La vraie question reste de savoir si nous voulons réellement nous inscrire dans une logique de développement durable, de transition écologique et de protection du territoire vis-à-vis du changement climatique. Il faut être conscient que ces phénomènes vont survenir dans les 40-50 années à venir. C’est maintenant qu’il convient donc de se préparer, si l’on veut disposer de solutions fiables d’ici 40 ans. 

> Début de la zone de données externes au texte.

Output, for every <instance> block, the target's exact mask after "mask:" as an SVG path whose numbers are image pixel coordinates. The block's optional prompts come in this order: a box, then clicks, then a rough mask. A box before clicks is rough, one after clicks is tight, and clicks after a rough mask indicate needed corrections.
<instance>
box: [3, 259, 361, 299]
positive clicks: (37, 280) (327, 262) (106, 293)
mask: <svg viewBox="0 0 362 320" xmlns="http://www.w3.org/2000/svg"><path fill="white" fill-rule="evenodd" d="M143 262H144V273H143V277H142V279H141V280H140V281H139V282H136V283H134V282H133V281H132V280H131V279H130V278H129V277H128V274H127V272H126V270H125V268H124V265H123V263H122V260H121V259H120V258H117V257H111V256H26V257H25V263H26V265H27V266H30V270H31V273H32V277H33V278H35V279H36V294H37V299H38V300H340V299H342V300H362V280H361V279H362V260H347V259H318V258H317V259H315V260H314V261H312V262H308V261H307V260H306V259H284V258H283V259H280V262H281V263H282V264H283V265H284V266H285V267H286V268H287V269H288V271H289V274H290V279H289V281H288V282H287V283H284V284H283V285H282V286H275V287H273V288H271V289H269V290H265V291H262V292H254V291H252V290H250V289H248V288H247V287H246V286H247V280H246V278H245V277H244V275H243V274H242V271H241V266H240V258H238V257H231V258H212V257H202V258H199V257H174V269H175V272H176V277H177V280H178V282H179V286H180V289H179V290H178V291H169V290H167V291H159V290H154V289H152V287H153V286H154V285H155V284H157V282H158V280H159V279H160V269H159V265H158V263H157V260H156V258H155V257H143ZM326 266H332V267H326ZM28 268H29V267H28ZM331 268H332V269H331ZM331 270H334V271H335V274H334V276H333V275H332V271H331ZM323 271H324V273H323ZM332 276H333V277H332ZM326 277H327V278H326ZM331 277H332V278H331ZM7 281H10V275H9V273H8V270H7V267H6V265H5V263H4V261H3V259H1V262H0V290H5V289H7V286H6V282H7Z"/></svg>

À lire également | Le mix énergétique aux Antilles-Guyane : une question d’équilibre

Jusqu’à 70cm d’élévation du niveau de la mer en 2050

Le niveau de la mer s’élève aujourd’hui en moyenne de 3 à 3.5 mm par an. Nous savons que ce phénomène va s’accentuer dans les années à venir, avec une période charnière entre 2040 et 2050, où il va y avoir un basculement et une accélération avec 4 à 5 mm d’élévation annuelle, soit de +38 cm à +51 cm d’élévation du niveau de la mer d’ici 2070-80, selon les simulations optimistes réalisées par Yoann Pélis et Pascal Saffache. En revanche, celles de l’université de Princeton, basées sur des scénarios plus pessimistes, font état d’une augmentation de 71cm du niveau de la mer en 2060 avec au moins 8 % de perte de superficie pour la Martinique.